Enfin, Akrich s’est intéressée aux relations entre sociologie de l’innovation et sociologie de l’action, et au rôle joué par les objets techniques dans l’articulation entre processus d’innovation et action. Elle fait ainsi l’hypothèse que les objets techniques, et nous étendrons cette idée aux IAPs, ne sont pas seulement des dispositifs de traduction mais aussi des « objets-frontières » tels qu’ils ont été définis par Star et Griesemer (1989), qui séparent en même temps qu’ils permettent une certaine coordination entre différents espaces. En particulier, ils permettent d’articuler l’espace de leur conception et celui de leur utilisation dans l’action. Nous parlerions donc même de l’ « espace-temps » de l’innovation d’une part, dans lequel une certaine description de l’objet sera prédominante, et de l’ « espace-temps » de l’action, dans lequel l’objet sera défini d’une manière différente.

2.2.6 Conclusion

En conclusion, la SAR a consacré beaucoup d’efforts à l’analyse des processus de construction et d’extension des réseaux dont la prolifération caractérise les sociétés dans lesquelles nous vivons, et qui sont autant de tentatives pour tenter répondre aux « problèmes » qui se présentent. Au départ de chaque réseau, on retrouve en effet un « problème ». Les concepts d’ « acteur-réseau », de « traduction », d’ « intéressement » et de « porte-parole » ont été développés pour expliquer la constitution progressive de ces assemblages hétérogènes (Callon, 1986). Ces réseaux peuvent être caractérisés par leur longueur, leur stabilité et leur degré d’hétérogénéité. Tout processus d’innovation nécessite de revoir les relations qui existent au sein de ces réseaux.

La SAR nous fournit des pistes de compréhension des processus d’innovation en matière de gouvernance urbaine et en particulier des processus de conception ou de révision de certains IAPs, qui nous aideront dans notre réflexion sur la mise en place d’une action publique visant à soutenir la transition durable des quartiers.
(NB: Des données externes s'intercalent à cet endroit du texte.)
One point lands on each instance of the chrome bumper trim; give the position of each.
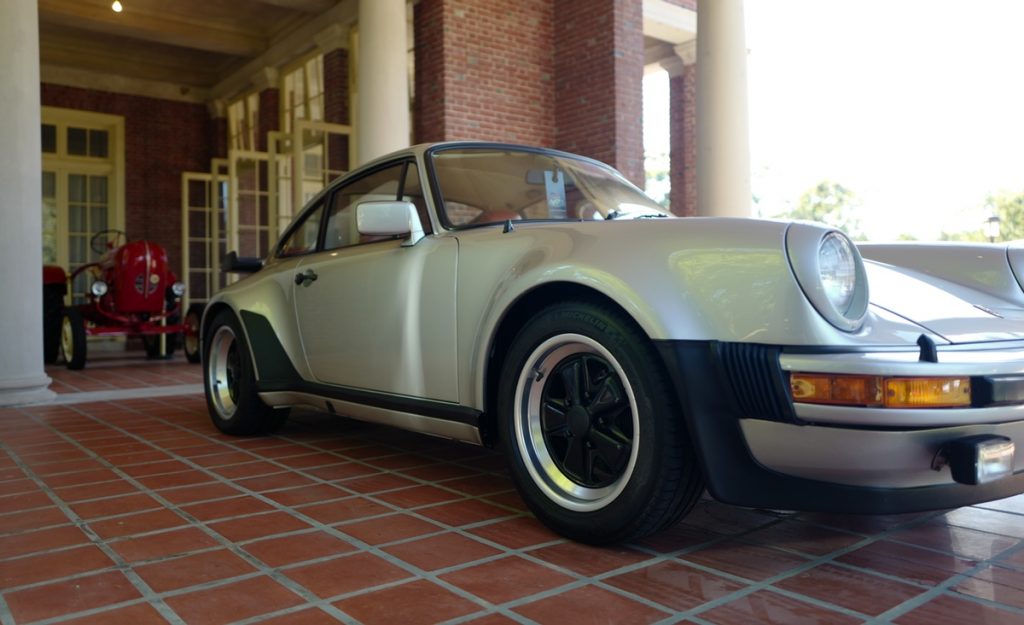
(863, 457)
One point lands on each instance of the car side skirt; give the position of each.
(280, 384)
(363, 412)
(714, 418)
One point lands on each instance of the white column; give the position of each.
(723, 136)
(22, 376)
(382, 113)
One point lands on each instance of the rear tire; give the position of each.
(594, 438)
(230, 382)
(73, 338)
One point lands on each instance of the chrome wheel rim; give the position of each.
(223, 369)
(577, 423)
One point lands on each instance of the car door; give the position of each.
(374, 315)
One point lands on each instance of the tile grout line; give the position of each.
(147, 594)
(944, 588)
(530, 598)
(363, 547)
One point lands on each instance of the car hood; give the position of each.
(958, 314)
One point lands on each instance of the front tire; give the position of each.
(230, 382)
(73, 338)
(595, 442)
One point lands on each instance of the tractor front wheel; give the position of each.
(73, 338)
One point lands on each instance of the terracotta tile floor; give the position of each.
(117, 507)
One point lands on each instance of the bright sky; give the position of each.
(916, 106)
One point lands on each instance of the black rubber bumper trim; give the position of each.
(733, 475)
(278, 374)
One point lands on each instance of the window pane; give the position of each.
(77, 141)
(49, 217)
(76, 218)
(97, 190)
(341, 230)
(76, 188)
(78, 250)
(98, 140)
(49, 185)
(413, 192)
(97, 218)
(49, 138)
(303, 238)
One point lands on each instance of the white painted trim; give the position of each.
(61, 163)
(666, 22)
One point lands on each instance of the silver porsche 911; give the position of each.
(623, 359)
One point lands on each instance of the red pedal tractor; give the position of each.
(131, 292)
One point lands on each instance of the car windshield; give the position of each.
(484, 185)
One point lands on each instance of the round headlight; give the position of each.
(830, 273)
(838, 271)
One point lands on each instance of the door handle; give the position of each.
(306, 278)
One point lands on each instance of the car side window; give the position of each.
(341, 230)
(302, 239)
(412, 191)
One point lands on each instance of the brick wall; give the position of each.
(163, 138)
(683, 151)
(598, 81)
(268, 116)
(336, 103)
(484, 71)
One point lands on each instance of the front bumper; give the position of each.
(757, 449)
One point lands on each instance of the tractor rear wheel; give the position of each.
(189, 336)
(73, 338)
(52, 315)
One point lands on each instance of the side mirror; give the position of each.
(388, 219)
(233, 263)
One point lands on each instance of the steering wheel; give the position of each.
(108, 240)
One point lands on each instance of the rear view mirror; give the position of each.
(233, 263)
(388, 219)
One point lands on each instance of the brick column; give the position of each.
(268, 117)
(218, 124)
(682, 128)
(430, 99)
(22, 376)
(598, 81)
(484, 71)
(334, 44)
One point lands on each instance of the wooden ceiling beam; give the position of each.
(306, 6)
(201, 34)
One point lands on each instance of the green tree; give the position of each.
(832, 204)
(1009, 207)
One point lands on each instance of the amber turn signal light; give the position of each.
(879, 391)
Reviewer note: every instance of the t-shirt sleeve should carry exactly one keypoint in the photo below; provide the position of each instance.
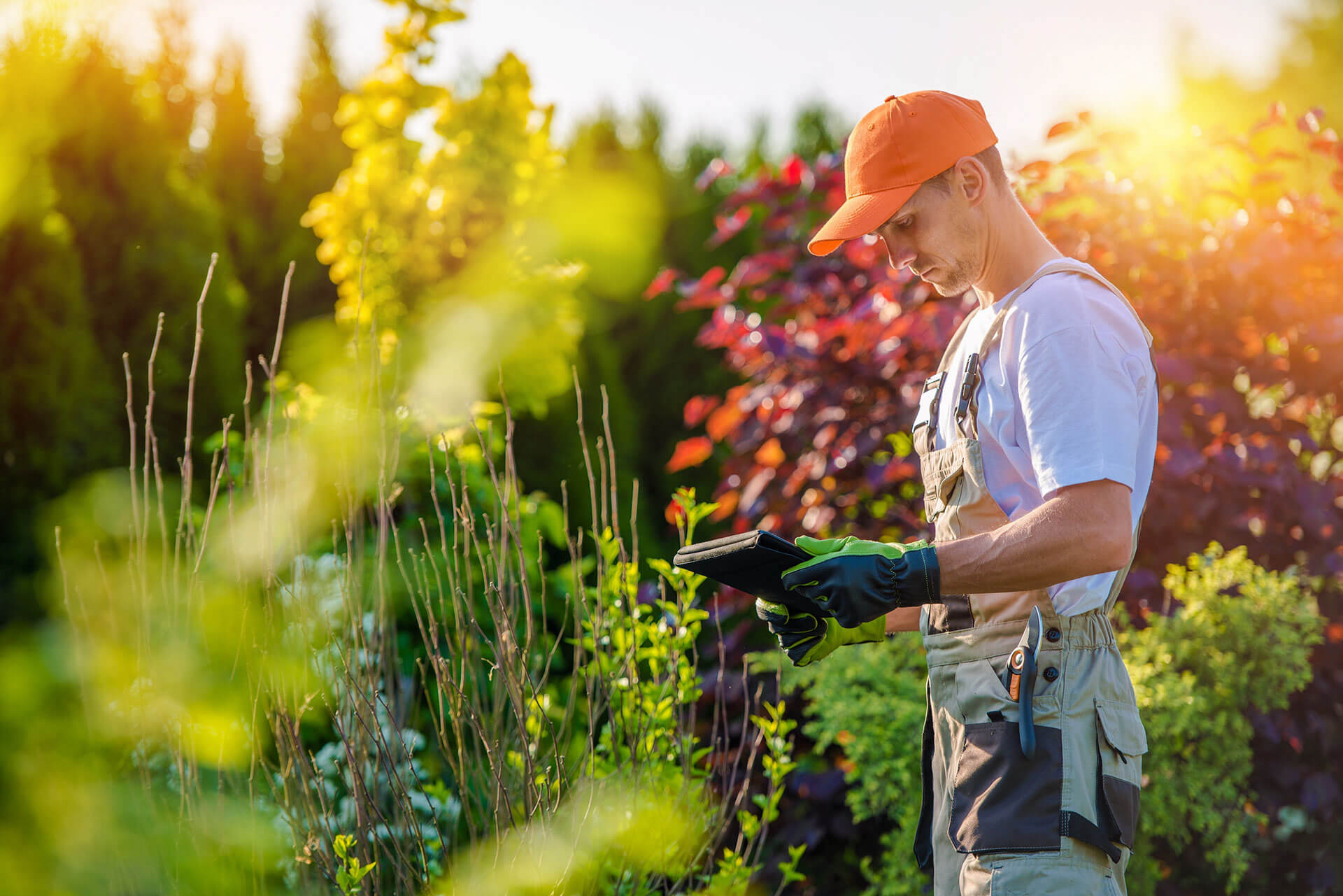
(1079, 410)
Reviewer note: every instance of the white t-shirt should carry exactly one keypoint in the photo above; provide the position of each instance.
(1068, 395)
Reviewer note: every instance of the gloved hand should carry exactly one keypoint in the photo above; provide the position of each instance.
(855, 581)
(807, 637)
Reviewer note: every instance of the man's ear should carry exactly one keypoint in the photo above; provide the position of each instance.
(973, 179)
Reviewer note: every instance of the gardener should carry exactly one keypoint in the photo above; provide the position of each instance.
(1036, 439)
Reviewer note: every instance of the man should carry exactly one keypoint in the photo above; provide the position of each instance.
(1036, 439)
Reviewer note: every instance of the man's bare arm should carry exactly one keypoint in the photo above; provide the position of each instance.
(1084, 529)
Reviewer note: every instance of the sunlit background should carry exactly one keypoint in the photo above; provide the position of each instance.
(724, 67)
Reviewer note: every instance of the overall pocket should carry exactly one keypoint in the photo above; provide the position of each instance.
(1121, 741)
(1001, 801)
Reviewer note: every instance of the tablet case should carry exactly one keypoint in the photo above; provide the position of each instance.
(753, 562)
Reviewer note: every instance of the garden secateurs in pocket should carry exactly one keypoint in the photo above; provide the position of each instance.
(1020, 678)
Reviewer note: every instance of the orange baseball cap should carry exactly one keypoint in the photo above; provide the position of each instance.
(892, 151)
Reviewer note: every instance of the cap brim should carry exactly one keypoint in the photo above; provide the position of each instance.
(860, 215)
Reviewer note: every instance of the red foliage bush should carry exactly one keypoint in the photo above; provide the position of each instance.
(1236, 274)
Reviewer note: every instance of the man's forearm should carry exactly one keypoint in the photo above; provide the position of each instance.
(1063, 539)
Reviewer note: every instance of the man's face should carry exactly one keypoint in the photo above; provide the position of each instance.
(937, 236)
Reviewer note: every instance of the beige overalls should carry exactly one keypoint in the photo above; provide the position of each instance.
(993, 821)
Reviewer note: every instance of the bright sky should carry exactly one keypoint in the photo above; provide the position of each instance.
(718, 64)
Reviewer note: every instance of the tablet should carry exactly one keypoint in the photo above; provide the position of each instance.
(753, 562)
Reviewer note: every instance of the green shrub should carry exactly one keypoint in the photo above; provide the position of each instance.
(1240, 642)
(869, 700)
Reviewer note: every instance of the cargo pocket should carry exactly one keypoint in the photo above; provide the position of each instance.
(1122, 742)
(1001, 801)
(938, 488)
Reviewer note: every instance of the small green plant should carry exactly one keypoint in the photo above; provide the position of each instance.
(351, 871)
(869, 700)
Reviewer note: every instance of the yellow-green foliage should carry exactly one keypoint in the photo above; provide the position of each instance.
(1240, 642)
(446, 222)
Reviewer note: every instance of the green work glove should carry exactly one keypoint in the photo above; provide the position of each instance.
(807, 637)
(855, 581)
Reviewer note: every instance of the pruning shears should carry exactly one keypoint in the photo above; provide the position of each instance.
(1020, 678)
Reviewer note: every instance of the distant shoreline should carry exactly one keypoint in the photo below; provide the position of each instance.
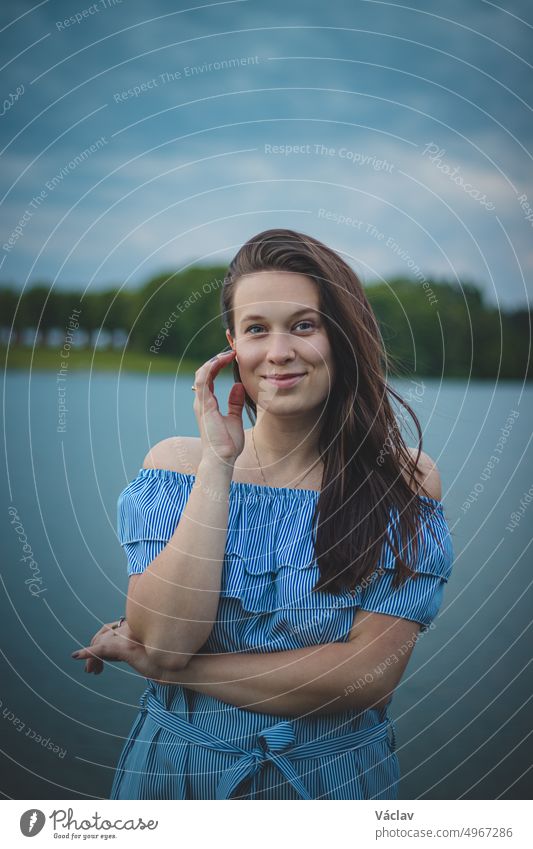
(49, 359)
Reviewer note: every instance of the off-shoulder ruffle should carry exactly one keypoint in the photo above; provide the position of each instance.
(269, 564)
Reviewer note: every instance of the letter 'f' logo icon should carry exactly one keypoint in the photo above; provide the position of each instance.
(32, 822)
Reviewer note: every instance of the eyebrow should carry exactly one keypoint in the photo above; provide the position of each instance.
(261, 317)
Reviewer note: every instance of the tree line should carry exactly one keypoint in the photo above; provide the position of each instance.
(455, 333)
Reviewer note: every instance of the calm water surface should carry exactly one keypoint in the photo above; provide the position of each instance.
(463, 709)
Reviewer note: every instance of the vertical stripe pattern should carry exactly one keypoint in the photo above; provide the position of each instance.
(267, 605)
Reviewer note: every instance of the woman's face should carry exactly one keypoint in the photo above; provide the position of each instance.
(279, 331)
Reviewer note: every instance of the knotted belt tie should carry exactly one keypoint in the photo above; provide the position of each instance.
(276, 745)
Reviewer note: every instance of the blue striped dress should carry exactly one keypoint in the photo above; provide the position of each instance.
(187, 745)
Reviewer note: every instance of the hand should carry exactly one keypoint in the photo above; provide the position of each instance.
(94, 664)
(222, 436)
(114, 644)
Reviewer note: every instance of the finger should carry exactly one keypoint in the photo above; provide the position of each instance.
(205, 375)
(103, 630)
(236, 400)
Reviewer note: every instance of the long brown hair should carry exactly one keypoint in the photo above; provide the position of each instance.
(360, 442)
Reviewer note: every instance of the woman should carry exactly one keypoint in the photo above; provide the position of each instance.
(279, 575)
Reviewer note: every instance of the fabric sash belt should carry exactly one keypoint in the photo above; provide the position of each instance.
(275, 745)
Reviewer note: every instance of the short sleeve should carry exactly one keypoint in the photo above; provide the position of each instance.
(420, 597)
(148, 512)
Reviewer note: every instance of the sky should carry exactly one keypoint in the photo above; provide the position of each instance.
(140, 138)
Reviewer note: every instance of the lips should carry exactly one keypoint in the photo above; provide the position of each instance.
(284, 381)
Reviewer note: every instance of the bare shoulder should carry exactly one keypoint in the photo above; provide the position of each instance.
(427, 475)
(177, 454)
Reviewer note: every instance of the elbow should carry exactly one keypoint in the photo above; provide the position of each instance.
(168, 660)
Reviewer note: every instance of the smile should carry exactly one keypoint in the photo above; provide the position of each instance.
(285, 382)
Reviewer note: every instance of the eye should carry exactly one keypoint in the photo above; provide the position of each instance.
(252, 326)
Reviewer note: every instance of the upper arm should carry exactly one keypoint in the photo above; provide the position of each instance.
(427, 475)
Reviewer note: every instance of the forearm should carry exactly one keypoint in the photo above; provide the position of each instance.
(173, 605)
(318, 679)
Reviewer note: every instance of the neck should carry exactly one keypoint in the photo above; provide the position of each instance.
(286, 446)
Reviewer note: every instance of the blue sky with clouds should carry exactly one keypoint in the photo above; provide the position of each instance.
(141, 137)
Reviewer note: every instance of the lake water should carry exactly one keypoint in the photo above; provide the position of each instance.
(463, 709)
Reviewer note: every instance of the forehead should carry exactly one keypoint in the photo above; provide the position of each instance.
(275, 292)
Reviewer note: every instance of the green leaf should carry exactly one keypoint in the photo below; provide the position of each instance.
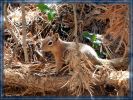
(93, 38)
(51, 16)
(97, 42)
(85, 34)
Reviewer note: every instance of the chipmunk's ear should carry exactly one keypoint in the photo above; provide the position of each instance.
(56, 36)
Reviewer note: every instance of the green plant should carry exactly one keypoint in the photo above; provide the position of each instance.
(50, 12)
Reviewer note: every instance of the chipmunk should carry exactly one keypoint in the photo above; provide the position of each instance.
(57, 47)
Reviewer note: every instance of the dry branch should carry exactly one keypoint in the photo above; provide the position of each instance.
(24, 33)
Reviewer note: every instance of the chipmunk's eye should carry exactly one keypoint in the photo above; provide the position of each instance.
(50, 43)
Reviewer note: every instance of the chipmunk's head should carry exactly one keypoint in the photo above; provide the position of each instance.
(50, 43)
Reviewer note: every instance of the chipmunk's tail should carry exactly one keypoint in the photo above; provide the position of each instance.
(118, 63)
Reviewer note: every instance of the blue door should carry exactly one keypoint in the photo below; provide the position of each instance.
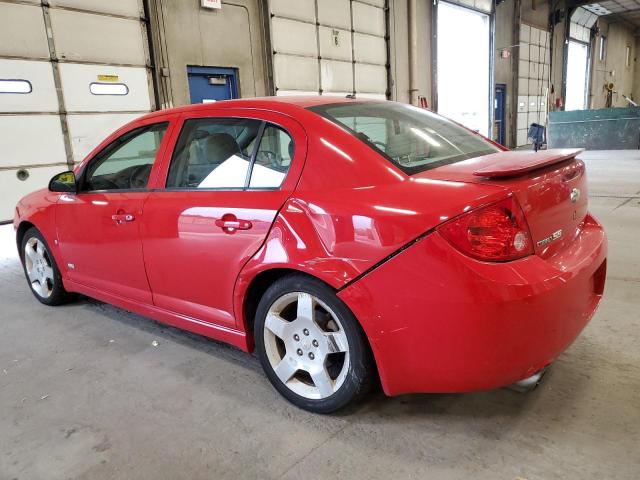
(209, 84)
(499, 126)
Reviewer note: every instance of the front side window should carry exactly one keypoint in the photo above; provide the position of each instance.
(126, 163)
(414, 139)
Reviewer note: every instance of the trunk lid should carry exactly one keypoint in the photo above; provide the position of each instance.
(550, 186)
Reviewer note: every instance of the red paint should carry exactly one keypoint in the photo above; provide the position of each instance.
(437, 319)
(512, 164)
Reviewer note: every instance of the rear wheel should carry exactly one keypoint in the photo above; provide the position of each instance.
(41, 270)
(311, 346)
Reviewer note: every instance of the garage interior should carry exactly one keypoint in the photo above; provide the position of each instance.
(89, 391)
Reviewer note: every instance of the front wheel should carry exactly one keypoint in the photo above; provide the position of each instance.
(310, 345)
(41, 269)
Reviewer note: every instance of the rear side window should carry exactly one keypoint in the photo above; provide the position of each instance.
(230, 153)
(272, 159)
(414, 139)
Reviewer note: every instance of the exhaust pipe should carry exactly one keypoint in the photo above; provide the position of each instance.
(530, 383)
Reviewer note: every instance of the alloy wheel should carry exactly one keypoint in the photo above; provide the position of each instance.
(39, 268)
(306, 345)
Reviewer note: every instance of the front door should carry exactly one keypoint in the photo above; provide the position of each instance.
(227, 179)
(99, 227)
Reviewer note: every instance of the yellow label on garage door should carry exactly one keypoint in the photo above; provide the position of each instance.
(108, 78)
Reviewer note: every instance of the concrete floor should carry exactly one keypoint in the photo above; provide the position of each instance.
(85, 395)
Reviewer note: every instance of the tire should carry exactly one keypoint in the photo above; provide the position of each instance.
(320, 362)
(41, 270)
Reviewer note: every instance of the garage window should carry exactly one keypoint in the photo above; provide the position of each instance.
(98, 88)
(15, 86)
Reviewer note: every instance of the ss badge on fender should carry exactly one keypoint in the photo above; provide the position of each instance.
(575, 195)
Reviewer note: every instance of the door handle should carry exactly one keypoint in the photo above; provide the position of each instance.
(121, 218)
(229, 223)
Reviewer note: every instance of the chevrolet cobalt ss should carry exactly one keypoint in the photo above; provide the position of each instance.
(345, 240)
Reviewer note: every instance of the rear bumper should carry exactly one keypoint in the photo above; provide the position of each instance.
(439, 321)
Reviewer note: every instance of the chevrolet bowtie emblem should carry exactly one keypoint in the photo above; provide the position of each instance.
(575, 195)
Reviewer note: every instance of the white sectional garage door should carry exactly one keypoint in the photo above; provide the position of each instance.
(62, 93)
(329, 47)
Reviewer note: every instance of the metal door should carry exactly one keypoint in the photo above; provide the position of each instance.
(498, 119)
(211, 84)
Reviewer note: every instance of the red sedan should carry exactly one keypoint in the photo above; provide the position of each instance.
(345, 240)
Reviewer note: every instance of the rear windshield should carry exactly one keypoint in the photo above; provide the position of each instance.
(414, 139)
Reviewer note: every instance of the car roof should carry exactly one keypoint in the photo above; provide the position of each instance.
(279, 104)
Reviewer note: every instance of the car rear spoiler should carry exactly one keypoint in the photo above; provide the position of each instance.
(514, 163)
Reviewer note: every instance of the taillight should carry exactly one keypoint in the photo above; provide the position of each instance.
(495, 233)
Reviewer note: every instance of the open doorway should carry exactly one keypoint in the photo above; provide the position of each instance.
(577, 70)
(463, 66)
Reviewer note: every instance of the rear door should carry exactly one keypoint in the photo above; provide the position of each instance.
(99, 227)
(228, 175)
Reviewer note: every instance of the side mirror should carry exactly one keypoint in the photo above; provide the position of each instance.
(64, 182)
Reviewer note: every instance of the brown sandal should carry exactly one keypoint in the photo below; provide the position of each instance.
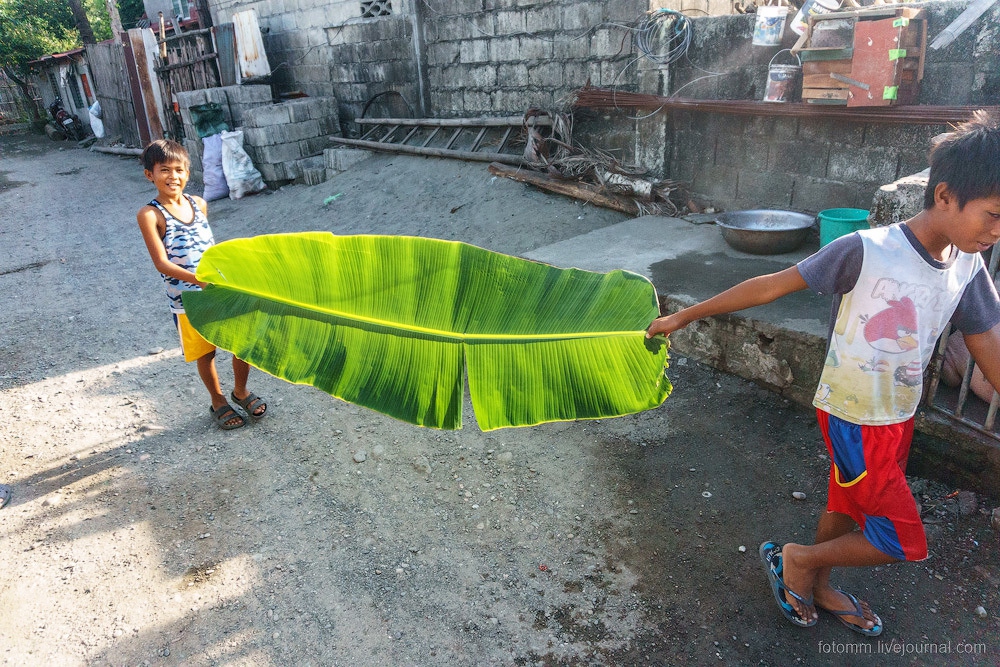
(251, 404)
(225, 414)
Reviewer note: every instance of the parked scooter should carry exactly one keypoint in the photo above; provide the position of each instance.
(67, 123)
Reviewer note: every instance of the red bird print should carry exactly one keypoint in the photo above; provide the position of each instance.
(892, 330)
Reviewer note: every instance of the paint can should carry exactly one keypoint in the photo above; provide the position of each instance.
(768, 25)
(800, 22)
(783, 80)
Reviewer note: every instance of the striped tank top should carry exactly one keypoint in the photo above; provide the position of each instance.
(185, 243)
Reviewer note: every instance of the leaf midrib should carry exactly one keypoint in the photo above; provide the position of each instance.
(440, 333)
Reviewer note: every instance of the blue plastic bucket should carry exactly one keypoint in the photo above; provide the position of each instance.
(837, 222)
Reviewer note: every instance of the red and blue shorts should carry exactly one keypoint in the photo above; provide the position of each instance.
(868, 483)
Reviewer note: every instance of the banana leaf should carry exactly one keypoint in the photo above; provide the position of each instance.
(393, 322)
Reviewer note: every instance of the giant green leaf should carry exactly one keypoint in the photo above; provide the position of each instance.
(391, 323)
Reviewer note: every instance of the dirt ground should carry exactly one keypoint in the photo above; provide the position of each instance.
(140, 534)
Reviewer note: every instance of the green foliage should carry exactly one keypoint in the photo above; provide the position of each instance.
(395, 323)
(130, 11)
(30, 29)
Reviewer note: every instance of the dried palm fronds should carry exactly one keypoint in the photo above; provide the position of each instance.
(556, 156)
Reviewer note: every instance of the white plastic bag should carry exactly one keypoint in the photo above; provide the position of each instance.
(242, 176)
(96, 125)
(216, 186)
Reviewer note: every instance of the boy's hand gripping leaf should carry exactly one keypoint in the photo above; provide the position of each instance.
(388, 322)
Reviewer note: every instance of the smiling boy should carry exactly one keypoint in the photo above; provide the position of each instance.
(175, 229)
(895, 290)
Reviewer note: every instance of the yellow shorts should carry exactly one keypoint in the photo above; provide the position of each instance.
(193, 345)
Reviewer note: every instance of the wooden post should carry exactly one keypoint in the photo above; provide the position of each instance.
(116, 19)
(163, 38)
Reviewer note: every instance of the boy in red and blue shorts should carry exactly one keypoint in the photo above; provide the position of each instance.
(896, 289)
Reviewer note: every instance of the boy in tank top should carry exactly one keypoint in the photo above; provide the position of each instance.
(895, 289)
(175, 229)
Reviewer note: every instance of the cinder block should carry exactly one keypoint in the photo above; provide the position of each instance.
(511, 23)
(330, 125)
(301, 131)
(270, 172)
(292, 169)
(281, 152)
(315, 146)
(314, 175)
(299, 110)
(273, 114)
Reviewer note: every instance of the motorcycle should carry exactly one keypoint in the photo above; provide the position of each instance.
(67, 123)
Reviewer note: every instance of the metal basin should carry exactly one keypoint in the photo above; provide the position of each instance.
(764, 232)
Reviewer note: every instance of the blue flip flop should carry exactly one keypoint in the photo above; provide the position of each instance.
(858, 611)
(770, 555)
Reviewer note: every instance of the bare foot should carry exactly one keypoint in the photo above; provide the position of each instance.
(833, 600)
(799, 580)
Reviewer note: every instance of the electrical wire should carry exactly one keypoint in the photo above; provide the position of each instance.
(669, 30)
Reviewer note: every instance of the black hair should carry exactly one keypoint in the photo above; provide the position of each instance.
(967, 160)
(164, 150)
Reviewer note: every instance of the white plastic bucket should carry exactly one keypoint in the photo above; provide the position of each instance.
(768, 25)
(783, 80)
(812, 8)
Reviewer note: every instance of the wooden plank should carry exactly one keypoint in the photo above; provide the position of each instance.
(370, 132)
(430, 137)
(543, 121)
(582, 191)
(479, 139)
(826, 67)
(433, 152)
(807, 55)
(873, 42)
(133, 78)
(825, 93)
(822, 81)
(454, 136)
(190, 63)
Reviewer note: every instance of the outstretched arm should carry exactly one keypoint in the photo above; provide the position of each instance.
(151, 234)
(985, 349)
(749, 293)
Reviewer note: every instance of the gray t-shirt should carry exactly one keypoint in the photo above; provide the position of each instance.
(835, 268)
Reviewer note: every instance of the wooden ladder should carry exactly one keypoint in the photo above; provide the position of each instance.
(482, 139)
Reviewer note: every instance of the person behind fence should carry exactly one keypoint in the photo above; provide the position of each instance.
(175, 228)
(894, 290)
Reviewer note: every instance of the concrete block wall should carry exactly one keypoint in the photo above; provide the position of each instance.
(504, 56)
(236, 102)
(740, 162)
(282, 139)
(324, 48)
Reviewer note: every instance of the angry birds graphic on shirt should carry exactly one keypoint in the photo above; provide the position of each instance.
(894, 329)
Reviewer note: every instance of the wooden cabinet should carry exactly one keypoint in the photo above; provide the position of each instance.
(865, 58)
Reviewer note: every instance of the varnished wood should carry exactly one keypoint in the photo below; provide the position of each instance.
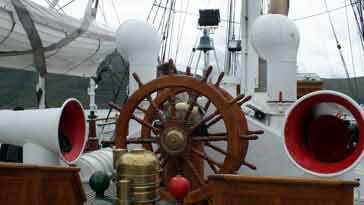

L’analyse des processus de recherche et d’innovation proposée par la SAR esquisse par ailleurs les principes de la recherche-action, qui seront développés à la section 2.5.

Enfin, même si les dispositifs techniques étudiés par la SAR laissent peu de marge de manœuvre aux acteurs dans leur utilisation de ces dispositifs, comparativement à certains IAP de la gouvernance urbaine, la SAR nous donne également quelques clés de compréhension du rôle et de la place qu’occupent les dispositifs ou instruments dans

l’action, mais aussi de leur rôle d’objets-frontières (frontière plus ou moins perméable d’ailleurs) entre l’espace-temps de l’innovation et celui de l’action.